Research & Insights Teams Lead the Way on Knowledge Management

by | May 5, 2025

Author: Scott Litman, Capacity SVP & Formerly Founder of Lucy

In the two years since ChatGPT’s public debut, the conversation around knowledge management has intensified dramatically. Most recently I was at an AI summit featuring leaders from OpenAI, Anthropic, and other innovators. As these industry leaders talked about the practical applications of AI in business, the most frequent reference made was for the use of AI to save time by enabling employees with the right data at the right time.

Yet for Research and Insights leaders, this is hardly new territory.

Visionaries like Stephan Gans at PepsiCo have long championed the need to democratize data—ensuring that professionals across their organizations can access critical information as quickly as possible many years before the current wave of Generative AI brought these conversations into the mainstream.

Stephan Gans at PepsiCo posted on LinkedIn in 2019 about his vision for AI

Why Research and Insights Pioneered the Movement

Research and Insights teams sit at a unique crossroads within organizations. They are custodians of vast repositories of customer insights, market trends, and internal learnings—supporting stakeholders from product development to marketing to executive leadership.

The volume of this data is massive: hundreds of sources, countless formats, and volumes of information far beyond what any single person could possibly digest. Yet these teams are tasked with making sense of it all—curating, contextualizing, and activating knowledge to drive smarter decisions.

It’s no surprise that industries like Consumer Packaged Goods and Retail were among the first to seek new approaches. These sectors are drinking from a firehose of data about consumers and trends. Identifying critical insights to act on—and doing so quickly—has a huge impact on business performance. To meet this challenge, it became critical to have the best tools to help manage this.

From Early Innovation to Industry Evolution

Over the past eight years, solutions like Capacity’s Answer Engine (formerly named Lucy and now in its fourth generation) have emerged in response to this demand. Companies including PepsiCo, Church & Dwight, Colgate, GSK, Johnsonville, Kimberly-Clark, Kraft Heinz, Mars, Mondelez, P&G, Best Buy, Kroger, Target, Walmart, and many others have invested in knowledge management platforms—sometimes through Capacity, sometimes through other providers—as they realized the competitive advantage these tools offered.

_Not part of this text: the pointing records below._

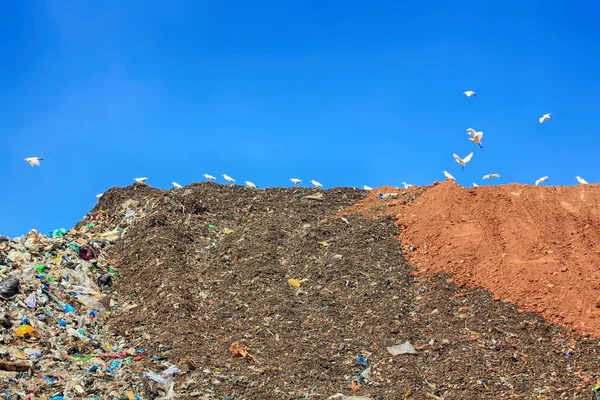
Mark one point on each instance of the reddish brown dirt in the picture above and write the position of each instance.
(534, 246)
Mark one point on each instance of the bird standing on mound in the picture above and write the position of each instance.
(491, 176)
(34, 161)
(448, 175)
(228, 178)
(475, 136)
(545, 117)
(463, 161)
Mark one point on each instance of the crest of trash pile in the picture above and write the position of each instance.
(54, 290)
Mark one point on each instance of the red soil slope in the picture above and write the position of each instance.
(538, 247)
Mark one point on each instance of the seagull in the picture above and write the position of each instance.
(228, 178)
(545, 117)
(491, 176)
(463, 161)
(475, 136)
(448, 175)
(34, 161)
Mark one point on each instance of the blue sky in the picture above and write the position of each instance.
(347, 93)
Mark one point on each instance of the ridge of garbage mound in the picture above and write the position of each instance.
(224, 292)
(535, 246)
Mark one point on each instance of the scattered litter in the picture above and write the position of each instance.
(404, 348)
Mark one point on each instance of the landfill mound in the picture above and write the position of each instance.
(534, 246)
(225, 292)
(269, 294)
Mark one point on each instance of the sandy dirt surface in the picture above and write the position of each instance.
(534, 246)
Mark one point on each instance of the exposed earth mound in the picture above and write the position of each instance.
(271, 295)
(534, 246)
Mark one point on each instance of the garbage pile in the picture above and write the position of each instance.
(54, 296)
(216, 292)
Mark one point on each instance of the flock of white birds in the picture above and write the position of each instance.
(475, 137)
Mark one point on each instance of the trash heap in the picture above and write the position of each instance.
(216, 292)
(54, 295)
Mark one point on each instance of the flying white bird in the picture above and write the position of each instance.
(34, 161)
(475, 136)
(545, 117)
(463, 161)
(491, 176)
(228, 178)
(448, 175)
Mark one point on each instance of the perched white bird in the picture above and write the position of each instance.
(475, 136)
(34, 161)
(491, 176)
(463, 161)
(448, 175)
(228, 178)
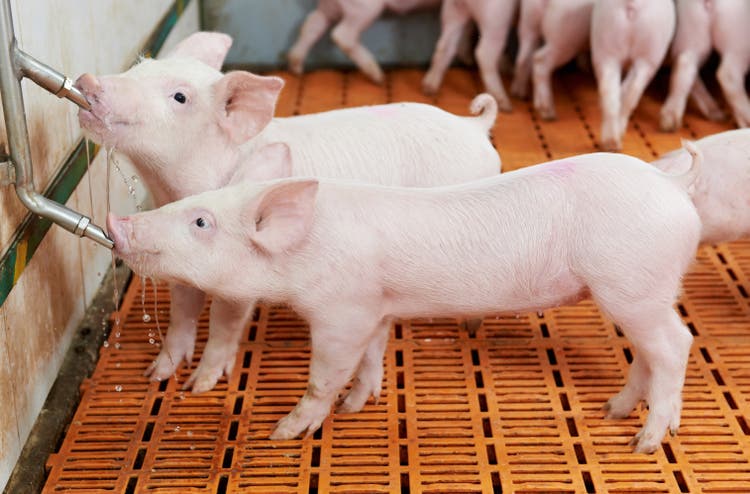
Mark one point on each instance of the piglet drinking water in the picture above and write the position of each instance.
(188, 128)
(350, 258)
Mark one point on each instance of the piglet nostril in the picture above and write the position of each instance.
(89, 86)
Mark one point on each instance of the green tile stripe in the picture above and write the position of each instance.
(33, 228)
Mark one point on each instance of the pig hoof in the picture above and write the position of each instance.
(519, 91)
(504, 105)
(611, 145)
(716, 115)
(290, 427)
(669, 122)
(164, 365)
(644, 443)
(429, 86)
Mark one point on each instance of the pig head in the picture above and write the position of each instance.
(179, 109)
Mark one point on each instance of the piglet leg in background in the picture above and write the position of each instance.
(493, 21)
(565, 28)
(315, 26)
(622, 31)
(733, 44)
(529, 35)
(691, 47)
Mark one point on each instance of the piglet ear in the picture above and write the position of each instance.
(210, 48)
(267, 163)
(281, 217)
(246, 103)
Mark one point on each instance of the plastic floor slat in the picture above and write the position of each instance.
(514, 408)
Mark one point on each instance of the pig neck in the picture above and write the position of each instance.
(182, 176)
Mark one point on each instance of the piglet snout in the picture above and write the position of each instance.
(117, 232)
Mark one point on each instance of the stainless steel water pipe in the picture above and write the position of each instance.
(15, 65)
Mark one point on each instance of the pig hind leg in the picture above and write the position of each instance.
(346, 35)
(731, 75)
(455, 18)
(369, 378)
(684, 75)
(608, 77)
(706, 104)
(312, 30)
(185, 307)
(226, 323)
(640, 74)
(491, 44)
(662, 346)
(337, 349)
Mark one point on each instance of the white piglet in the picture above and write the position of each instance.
(188, 128)
(351, 19)
(494, 20)
(350, 258)
(634, 32)
(722, 190)
(697, 24)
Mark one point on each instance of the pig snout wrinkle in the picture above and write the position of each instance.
(114, 228)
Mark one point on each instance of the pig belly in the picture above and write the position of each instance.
(482, 295)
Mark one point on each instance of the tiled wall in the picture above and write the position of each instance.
(43, 309)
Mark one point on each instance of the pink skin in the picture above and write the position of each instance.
(351, 19)
(222, 128)
(634, 32)
(529, 37)
(721, 191)
(493, 20)
(693, 43)
(350, 258)
(565, 30)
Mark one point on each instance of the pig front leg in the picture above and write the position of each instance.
(369, 378)
(640, 74)
(705, 102)
(337, 348)
(528, 38)
(608, 75)
(186, 305)
(491, 45)
(731, 76)
(454, 17)
(226, 323)
(685, 73)
(312, 30)
(346, 35)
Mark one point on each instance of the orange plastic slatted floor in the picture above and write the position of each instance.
(514, 408)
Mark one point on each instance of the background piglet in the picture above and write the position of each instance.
(693, 41)
(350, 258)
(187, 128)
(564, 25)
(722, 191)
(352, 18)
(634, 32)
(493, 21)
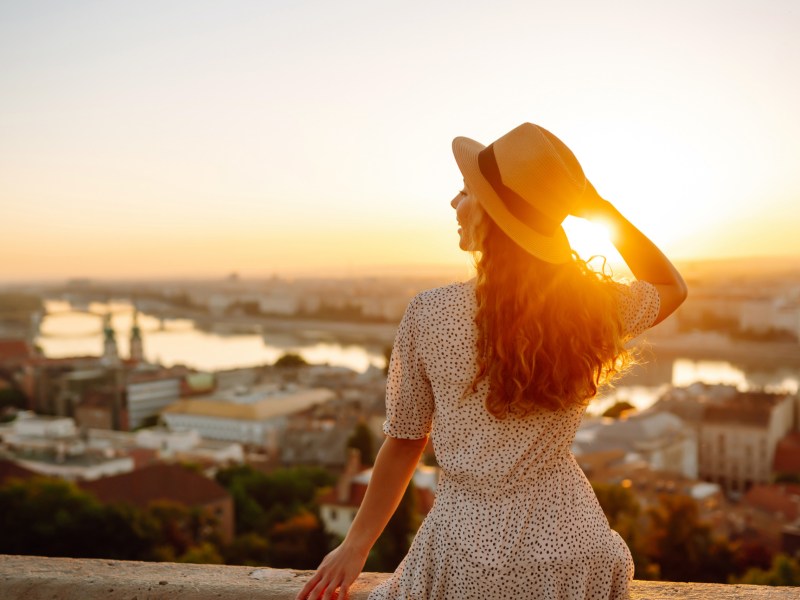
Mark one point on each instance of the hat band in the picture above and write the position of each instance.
(516, 204)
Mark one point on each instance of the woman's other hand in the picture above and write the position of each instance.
(338, 570)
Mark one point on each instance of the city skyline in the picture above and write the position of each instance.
(156, 140)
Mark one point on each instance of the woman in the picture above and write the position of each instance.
(499, 370)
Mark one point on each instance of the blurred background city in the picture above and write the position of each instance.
(214, 215)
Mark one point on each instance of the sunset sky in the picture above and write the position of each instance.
(196, 138)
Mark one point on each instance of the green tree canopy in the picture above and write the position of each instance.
(290, 360)
(361, 439)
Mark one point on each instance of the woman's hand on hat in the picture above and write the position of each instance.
(590, 204)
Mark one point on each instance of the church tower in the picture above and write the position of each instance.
(110, 354)
(137, 351)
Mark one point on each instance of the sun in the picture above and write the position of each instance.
(589, 238)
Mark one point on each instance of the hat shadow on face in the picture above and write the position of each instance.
(527, 181)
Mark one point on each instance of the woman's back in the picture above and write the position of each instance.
(513, 507)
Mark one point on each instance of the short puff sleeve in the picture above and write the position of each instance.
(639, 303)
(409, 396)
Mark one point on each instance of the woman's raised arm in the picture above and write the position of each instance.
(394, 467)
(643, 257)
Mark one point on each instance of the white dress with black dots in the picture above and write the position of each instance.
(514, 516)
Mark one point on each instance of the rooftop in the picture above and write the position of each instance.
(157, 482)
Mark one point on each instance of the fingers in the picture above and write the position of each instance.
(310, 585)
(323, 588)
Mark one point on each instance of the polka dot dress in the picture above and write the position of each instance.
(514, 516)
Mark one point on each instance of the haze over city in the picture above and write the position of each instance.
(195, 139)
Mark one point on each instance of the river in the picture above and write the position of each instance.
(67, 331)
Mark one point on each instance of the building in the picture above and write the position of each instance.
(738, 438)
(338, 507)
(172, 483)
(255, 418)
(52, 446)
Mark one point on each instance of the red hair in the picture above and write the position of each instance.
(549, 335)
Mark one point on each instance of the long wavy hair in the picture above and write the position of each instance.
(549, 335)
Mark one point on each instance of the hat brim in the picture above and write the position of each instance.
(553, 248)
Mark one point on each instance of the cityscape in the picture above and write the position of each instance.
(216, 217)
(273, 454)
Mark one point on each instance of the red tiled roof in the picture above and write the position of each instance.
(157, 482)
(357, 492)
(787, 454)
(14, 350)
(775, 498)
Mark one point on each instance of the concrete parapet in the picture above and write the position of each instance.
(39, 578)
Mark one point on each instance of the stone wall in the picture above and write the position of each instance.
(37, 578)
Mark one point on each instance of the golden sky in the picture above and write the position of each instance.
(198, 138)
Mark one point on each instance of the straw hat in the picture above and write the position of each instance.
(527, 181)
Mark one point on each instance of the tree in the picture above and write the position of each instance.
(248, 549)
(361, 440)
(623, 512)
(300, 542)
(49, 517)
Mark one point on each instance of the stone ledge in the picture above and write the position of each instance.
(40, 578)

While most of the Fortune 500 Retail and CPG companies have at least experimented with—if not fully deployed—enterprise AI solutions, a broader set of industries with similar challenges now stand to benefit. They’ll gain from the years of investment in the space, from products that have significantly evolved, and from the ability to harness the latest advancements from foundational AI companies—giving platforms like Capacity’s Answer Engine powerful new capabilities.

Looking Ahead

Research and Insights will continue to lead the way, but the frontier is expanding. As AI tools become more sophisticated and accessible, industries beyond CPG and Retail are recognizing the value of connecting fragmented knowledge at scale.

The opportunity ahead is clear: to leverage nearly a decade of applied AI learning to turn organizational knowledge into a true strategic asset—one that empowers every employee to move faster, make better decisions, and drive greater impact.